Он замолк, силы оставили его. Тетка Сибо воспользовалась паузой и знаками показала Шмуке, что у Понса помутился рассудок, затем прошептала:
— Не перечьте ему, еще не дай бог умрет!
— И она утверждает, что послал ее ты, — снова заговорил Понс, смотря на верного Шмуке.
— Да, — героически ответил Шмуке. — Это биль нушно. Леши смирно, не мешай нам, и ми тебья виходим... Глюпо работать из последних зил, ешели у тебья такие зокровишша. Поправляйся, ми будем продавать кое-какие из твоих безделюшек и спокойно дошивать свой век где-нибудь в мирном угольке вместе с нашей потшенной мадам Зибо.
— Она тебя подменила! — с горечью воскликнул Понс.
Не видя больше тетки Сибо, которая зашла за изголовье кровати, оттуда тайком от Понса делала знаки старому немцу, больной подумал, что она вышла.
— Она меня убьет! — прибавил он.
— Это я вас убью?.. — крикнула привратница и вышла вперед, подбоченившись и сверкая глазами. — Господи помилуй, так вот она, благодарность за мою собачью преданность!
Она разразилась слезами, упала в кресло, и ее трагическая поза произвела самое удручающее впечатление на Понса.
— Хорошо, — сказала тетка Сибо, вставая и смотря на обоих друзей злобным взглядом, столь же убийственным, как пуля или яд. — Мне надоело, я из кожи вон лезу, а все никак не угожу.
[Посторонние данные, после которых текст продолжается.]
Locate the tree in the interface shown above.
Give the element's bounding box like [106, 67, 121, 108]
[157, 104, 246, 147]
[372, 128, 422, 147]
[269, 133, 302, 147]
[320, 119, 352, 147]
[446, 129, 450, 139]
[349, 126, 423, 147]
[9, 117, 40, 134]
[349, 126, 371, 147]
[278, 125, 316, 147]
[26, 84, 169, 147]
Ищите себе сиделку.
Старички-щелкунчики испуганно посмотрели друг на друга.
— Нечего смотреть, как актеры в театре! Скажу доктору Пулену, пусть ищет сиделку! А мы давайте посчитаемся. Возвратите мне деньги, что я на вас потратила... никогда бы прежде я их не потребовала... А я-то, я-то опять к господину Пильеро ходила, еще пятьсот франков у него заняла...
— Это все есть больезнь виновата! — сказал Шмуке, подходя к привратнице и обнимая ее за талию. — Не зердитесь на него!
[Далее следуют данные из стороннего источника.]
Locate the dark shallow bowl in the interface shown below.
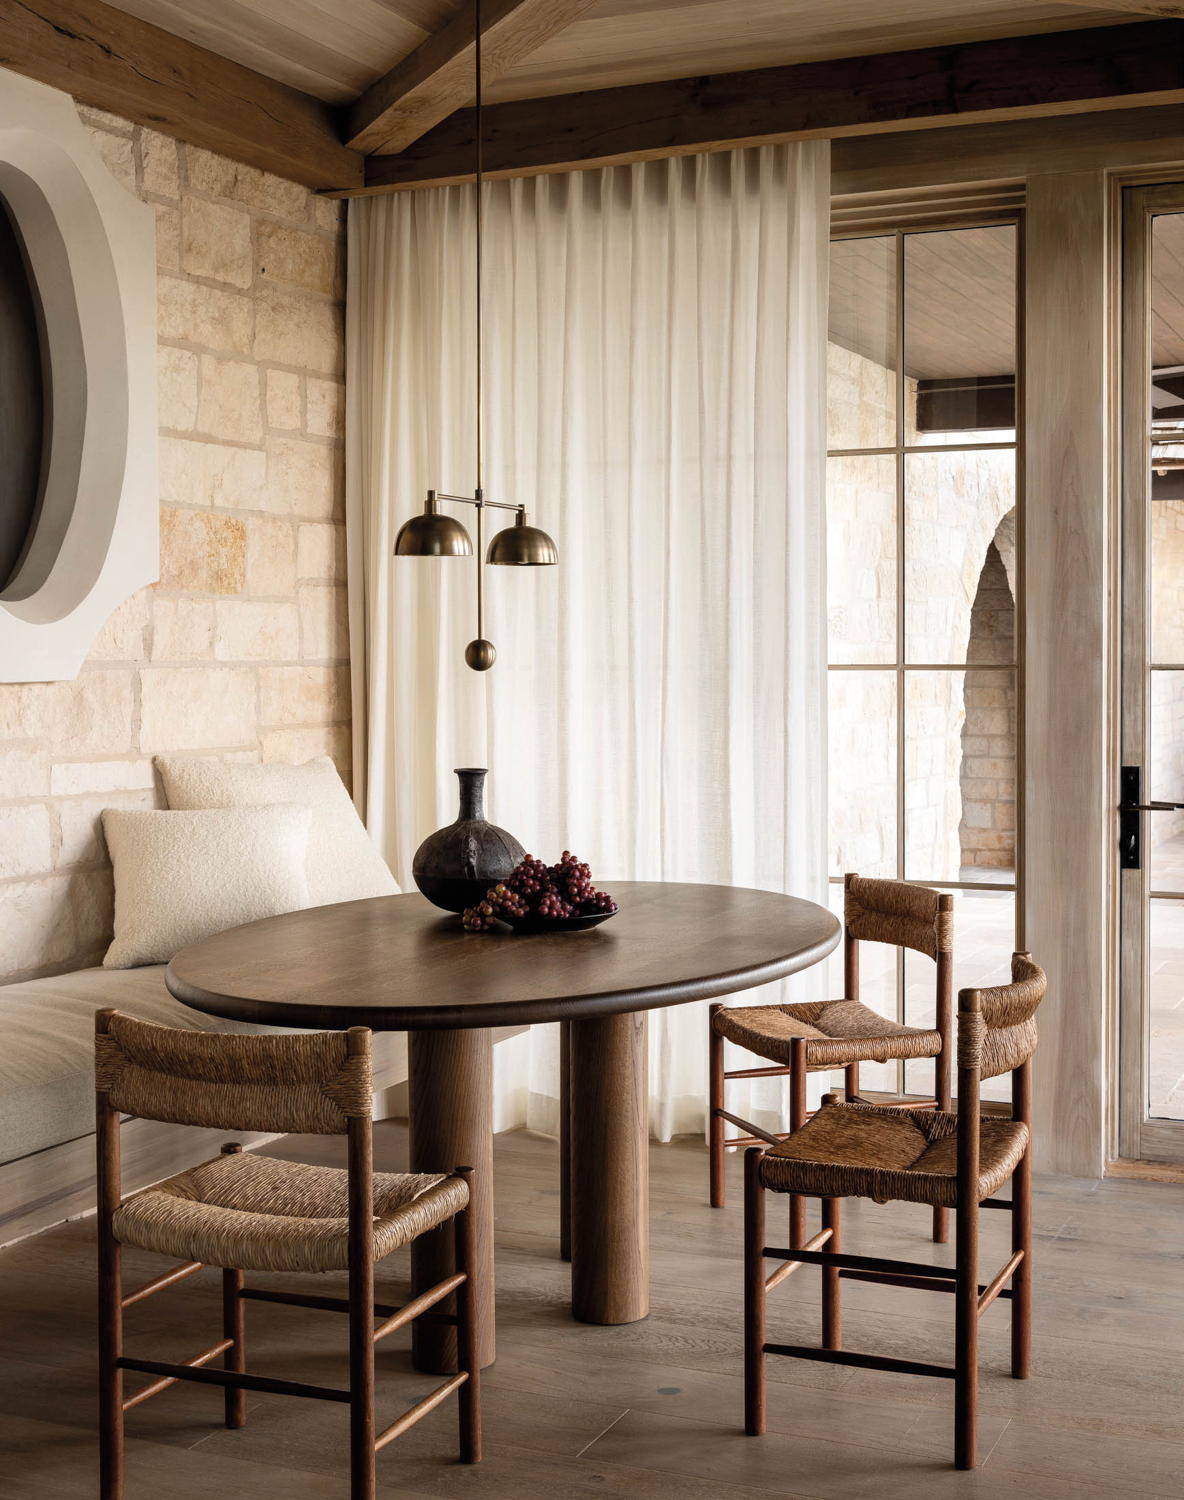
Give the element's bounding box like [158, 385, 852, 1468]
[503, 909, 618, 935]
— Вы другое дело. Вы ангел господень, я следы ваших ног целовать готова, — сказала она. — Но господин Понс меня всегда не любил, ненавидел! Да он, может быть, думает, что я его завещанием интересуюсь...
— Тсс! ви его будете убивать! — воскликнул Шмуке.
— Прощайте, сударь, — сказала привратница, подходя к Понсу и испепеляя его взглядом. — Поправляйтесь поскорей, я вам зла не желаю. Когда вы будете со мной вежливы, когда поверите, что я для вашей же пользы стараюсь, я вернусь. А пока буду сидеть дома... Я за вами как за своим дитем ходила, где же это видано, чтобы дети да против матери шли!.. Нет, нет, господин Шмуке, и слышать ничего не хочу... я буду приносить вам обед, буду прислуживать, но возьмите сиделку, поговорите с господином Пуленом.